Question 19: Two pipes $\displaystyle A$ and $\displaystyle B$ can separately fill a cistern in $\displaystyle 20$ minutes and $\displaystyle 30$ minutes respectively , while a third pipe $\displaystyle C$ can empty the full cistern in $\displaystyle 15$ minutes. If all the pipes are opened together, in what time the empty cistern is filled?

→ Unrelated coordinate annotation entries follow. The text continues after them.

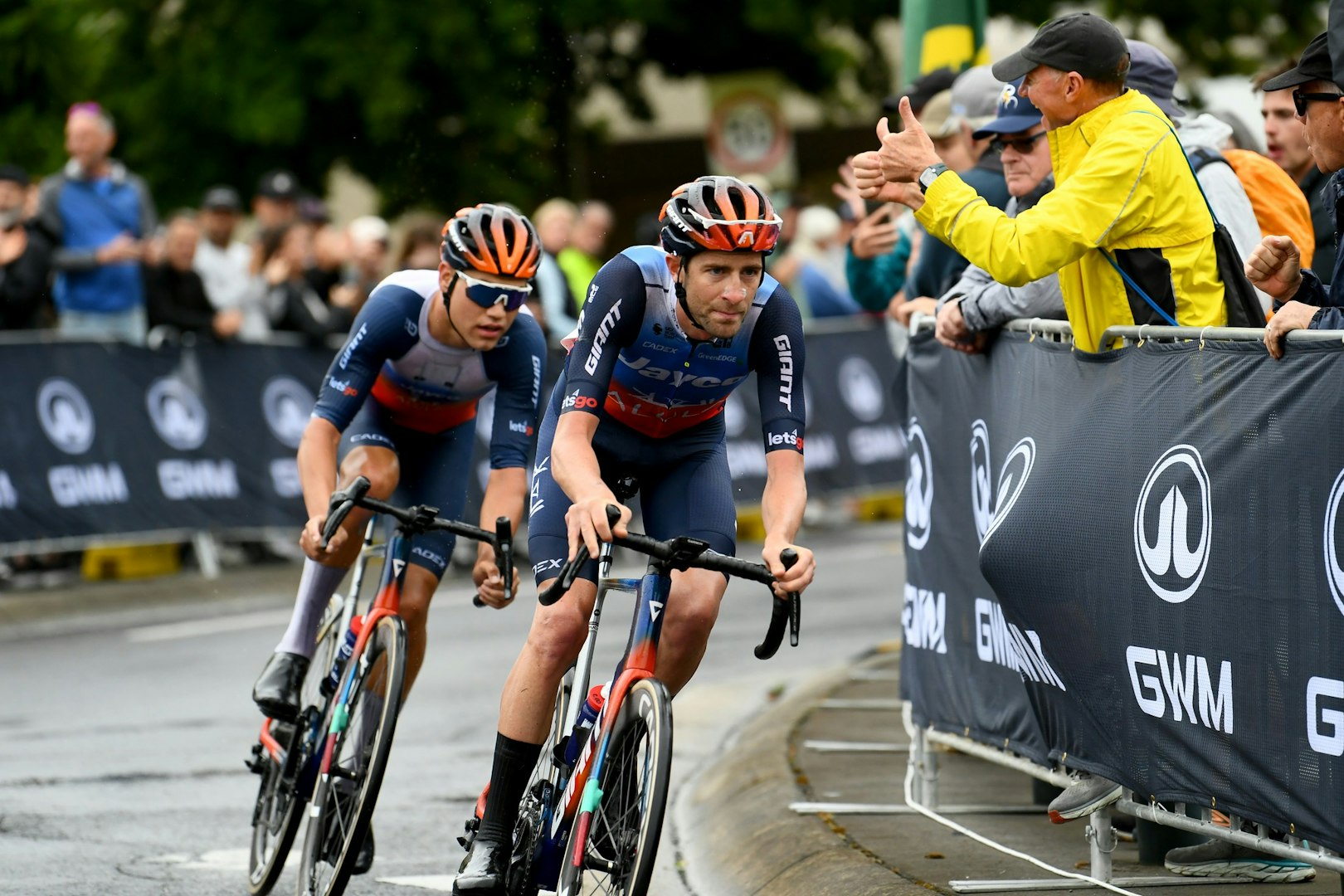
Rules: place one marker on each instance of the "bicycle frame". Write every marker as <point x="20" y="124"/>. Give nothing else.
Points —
<point x="578" y="793"/>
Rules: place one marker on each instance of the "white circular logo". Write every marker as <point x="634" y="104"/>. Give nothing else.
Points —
<point x="918" y="488"/>
<point x="734" y="416"/>
<point x="860" y="388"/>
<point x="1333" y="574"/>
<point x="66" y="416"/>
<point x="286" y="405"/>
<point x="177" y="412"/>
<point x="1012" y="480"/>
<point x="981" y="479"/>
<point x="1163" y="524"/>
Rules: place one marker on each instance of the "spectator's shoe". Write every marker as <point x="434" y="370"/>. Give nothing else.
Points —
<point x="483" y="869"/>
<point x="1220" y="859"/>
<point x="275" y="691"/>
<point x="1083" y="796"/>
<point x="364" y="857"/>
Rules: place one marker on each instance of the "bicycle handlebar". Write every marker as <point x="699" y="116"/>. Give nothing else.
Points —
<point x="682" y="553"/>
<point x="422" y="519"/>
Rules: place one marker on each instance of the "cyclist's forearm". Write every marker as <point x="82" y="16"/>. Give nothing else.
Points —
<point x="318" y="465"/>
<point x="785" y="496"/>
<point x="505" y="492"/>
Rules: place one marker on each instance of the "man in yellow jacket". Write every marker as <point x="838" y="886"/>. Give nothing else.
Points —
<point x="1124" y="192"/>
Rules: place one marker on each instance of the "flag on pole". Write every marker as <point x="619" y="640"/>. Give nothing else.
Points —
<point x="942" y="34"/>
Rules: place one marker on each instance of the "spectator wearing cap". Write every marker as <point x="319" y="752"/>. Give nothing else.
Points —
<point x="24" y="256"/>
<point x="177" y="293"/>
<point x="971" y="105"/>
<point x="223" y="264"/>
<point x="1285" y="139"/>
<point x="1122" y="197"/>
<point x="976" y="304"/>
<point x="99" y="214"/>
<point x="1203" y="137"/>
<point x="1303" y="297"/>
<point x="275" y="202"/>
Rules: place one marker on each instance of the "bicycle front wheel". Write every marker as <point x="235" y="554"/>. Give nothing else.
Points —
<point x="622" y="841"/>
<point x="344" y="796"/>
<point x="285" y="787"/>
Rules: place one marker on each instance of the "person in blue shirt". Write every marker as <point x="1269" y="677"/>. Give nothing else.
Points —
<point x="665" y="336"/>
<point x="100" y="215"/>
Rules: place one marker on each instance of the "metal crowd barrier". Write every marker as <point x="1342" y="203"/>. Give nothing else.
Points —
<point x="1099" y="832"/>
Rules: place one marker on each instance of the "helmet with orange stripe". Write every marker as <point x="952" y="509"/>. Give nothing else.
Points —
<point x="492" y="240"/>
<point x="722" y="214"/>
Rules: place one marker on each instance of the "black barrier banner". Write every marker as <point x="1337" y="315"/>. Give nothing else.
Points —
<point x="1166" y="539"/>
<point x="108" y="438"/>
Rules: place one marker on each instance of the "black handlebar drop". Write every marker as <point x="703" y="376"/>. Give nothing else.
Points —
<point x="503" y="557"/>
<point x="342" y="503"/>
<point x="784" y="611"/>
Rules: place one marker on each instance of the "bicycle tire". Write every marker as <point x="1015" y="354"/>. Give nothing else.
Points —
<point x="343" y="800"/>
<point x="275" y="826"/>
<point x="622" y="841"/>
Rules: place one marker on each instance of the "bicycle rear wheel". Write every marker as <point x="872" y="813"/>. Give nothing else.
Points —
<point x="622" y="840"/>
<point x="284" y="787"/>
<point x="343" y="800"/>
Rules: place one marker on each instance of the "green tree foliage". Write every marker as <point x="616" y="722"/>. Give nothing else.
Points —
<point x="436" y="104"/>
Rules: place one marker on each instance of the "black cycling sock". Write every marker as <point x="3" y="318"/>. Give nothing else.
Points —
<point x="514" y="763"/>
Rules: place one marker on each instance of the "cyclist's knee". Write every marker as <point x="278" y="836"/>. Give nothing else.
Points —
<point x="378" y="465"/>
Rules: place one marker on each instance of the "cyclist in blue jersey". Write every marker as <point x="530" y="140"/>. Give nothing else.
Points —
<point x="398" y="406"/>
<point x="665" y="336"/>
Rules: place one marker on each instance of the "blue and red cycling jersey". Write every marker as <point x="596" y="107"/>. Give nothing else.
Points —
<point x="425" y="386"/>
<point x="633" y="366"/>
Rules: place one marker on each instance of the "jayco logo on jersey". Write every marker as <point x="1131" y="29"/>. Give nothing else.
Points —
<point x="286" y="405"/>
<point x="179" y="416"/>
<point x="981" y="480"/>
<point x="1333" y="571"/>
<point x="1171" y="561"/>
<point x="65" y="416"/>
<point x="1012" y="480"/>
<point x="918" y="488"/>
<point x="353" y="343"/>
<point x="602" y="332"/>
<point x="785" y="348"/>
<point x="860" y="388"/>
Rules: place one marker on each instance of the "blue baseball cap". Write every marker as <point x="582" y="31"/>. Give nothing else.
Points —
<point x="1016" y="113"/>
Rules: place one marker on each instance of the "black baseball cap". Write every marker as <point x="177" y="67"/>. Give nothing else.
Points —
<point x="279" y="184"/>
<point x="222" y="199"/>
<point x="923" y="89"/>
<point x="1079" y="42"/>
<point x="1315" y="65"/>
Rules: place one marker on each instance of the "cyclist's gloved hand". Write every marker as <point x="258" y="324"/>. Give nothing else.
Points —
<point x="796" y="578"/>
<point x="587" y="520"/>
<point x="311" y="539"/>
<point x="489" y="583"/>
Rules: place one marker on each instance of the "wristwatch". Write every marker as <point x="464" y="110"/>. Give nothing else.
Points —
<point x="929" y="175"/>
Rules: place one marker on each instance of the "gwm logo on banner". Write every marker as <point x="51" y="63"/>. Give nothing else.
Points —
<point x="1174" y="505"/>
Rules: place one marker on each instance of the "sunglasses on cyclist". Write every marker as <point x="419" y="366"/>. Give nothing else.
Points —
<point x="487" y="293"/>
<point x="1300" y="100"/>
<point x="1020" y="144"/>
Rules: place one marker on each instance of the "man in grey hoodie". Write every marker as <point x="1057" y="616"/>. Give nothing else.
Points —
<point x="976" y="304"/>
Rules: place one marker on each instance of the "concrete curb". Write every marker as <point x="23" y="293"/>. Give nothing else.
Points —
<point x="737" y="835"/>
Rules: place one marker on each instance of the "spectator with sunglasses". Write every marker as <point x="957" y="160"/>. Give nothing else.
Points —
<point x="398" y="406"/>
<point x="1303" y="299"/>
<point x="976" y="304"/>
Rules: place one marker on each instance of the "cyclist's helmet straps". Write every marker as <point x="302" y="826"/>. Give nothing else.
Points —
<point x="492" y="240"/>
<point x="718" y="212"/>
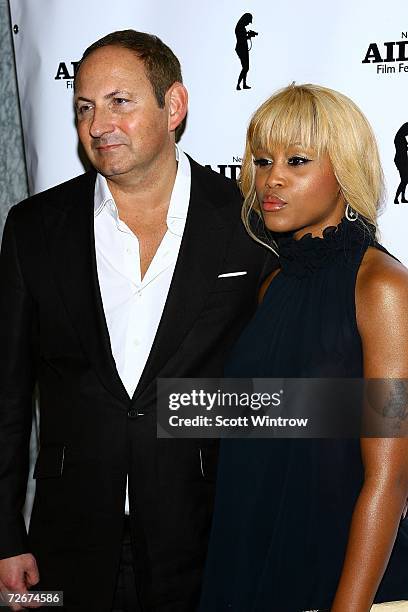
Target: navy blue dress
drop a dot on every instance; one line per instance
(283, 507)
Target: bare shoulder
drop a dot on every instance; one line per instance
(381, 280)
(382, 315)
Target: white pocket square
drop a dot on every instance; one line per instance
(232, 274)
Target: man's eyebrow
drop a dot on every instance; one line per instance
(108, 96)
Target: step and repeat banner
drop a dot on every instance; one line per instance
(358, 48)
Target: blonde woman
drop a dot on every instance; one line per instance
(315, 524)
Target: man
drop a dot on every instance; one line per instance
(107, 282)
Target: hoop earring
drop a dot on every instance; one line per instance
(351, 214)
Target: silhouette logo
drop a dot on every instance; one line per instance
(401, 161)
(244, 45)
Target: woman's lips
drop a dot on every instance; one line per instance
(110, 147)
(272, 204)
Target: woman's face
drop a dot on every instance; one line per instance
(296, 191)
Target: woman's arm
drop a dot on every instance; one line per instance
(382, 318)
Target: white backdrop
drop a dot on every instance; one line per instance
(315, 41)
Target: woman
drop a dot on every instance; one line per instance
(315, 524)
(401, 161)
(241, 48)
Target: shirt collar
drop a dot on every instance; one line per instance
(179, 201)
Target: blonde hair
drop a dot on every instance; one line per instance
(327, 122)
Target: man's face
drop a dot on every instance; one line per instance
(120, 125)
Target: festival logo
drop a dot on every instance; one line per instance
(243, 47)
(67, 74)
(401, 161)
(389, 57)
(229, 170)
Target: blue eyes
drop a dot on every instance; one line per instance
(295, 160)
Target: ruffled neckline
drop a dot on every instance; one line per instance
(343, 242)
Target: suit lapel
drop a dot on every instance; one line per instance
(69, 227)
(208, 226)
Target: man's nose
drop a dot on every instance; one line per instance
(102, 123)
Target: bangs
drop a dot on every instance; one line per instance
(291, 117)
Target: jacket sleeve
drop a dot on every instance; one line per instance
(16, 387)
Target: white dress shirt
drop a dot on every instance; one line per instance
(133, 306)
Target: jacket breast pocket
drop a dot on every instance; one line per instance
(50, 462)
(232, 283)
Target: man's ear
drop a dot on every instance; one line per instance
(177, 101)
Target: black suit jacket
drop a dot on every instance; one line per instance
(53, 330)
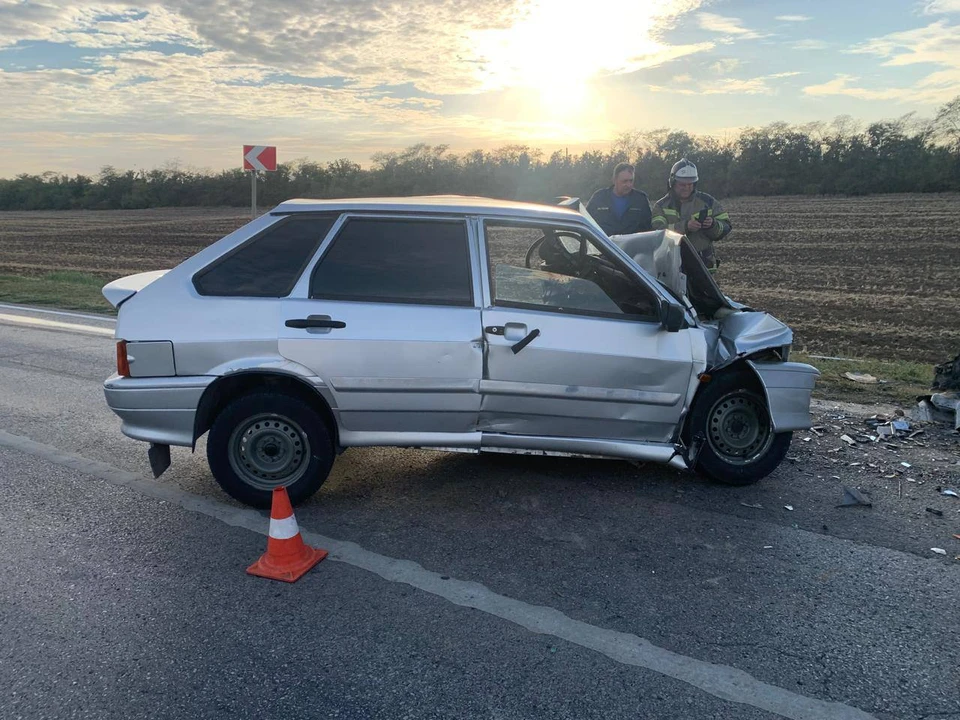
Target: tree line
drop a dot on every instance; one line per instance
(906, 154)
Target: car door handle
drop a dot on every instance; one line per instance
(533, 334)
(301, 323)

$\displaystyle \text{A's 1 minute fill rate } = \frac{1}{20}$

$\displaystyle \text{ B's 1 minute fill rate } = \frac{1}{30}$

$\displaystyle \text{C's 1 minute empty rate } = \frac{1}{15}$

$\displaystyle \text{ Therefore the net fill rate } = ( \frac{1}{20} + \frac{1}{30} - \frac{1}{15} ) = \frac{1}{60}$

Therefore if all the tap are opened simultaneously then it will take 60 minutes or one hour to fill up.

$\displaystyle \\$

Question 20: A pipe can fill a tank in $\displaystyle 16$ hours. Due to a leak in the bottom, it is filled in $\displaystyle 24$ hours. If the tank is full, how much time will the leak take to empty it?

$\displaystyle \text{ Pipe's fill rate } = \frac{1}{16}$
$\displaystyle \text{Let the leak is at a rate of } = \frac{1}{x}$
$\displaystyle \text{Therefore the net fill rate } = ( \frac{1}{16} - \frac{1}{x} ) = \frac{1}{24}$
$\displaystyle \text{Solving for } x = 48$ hours.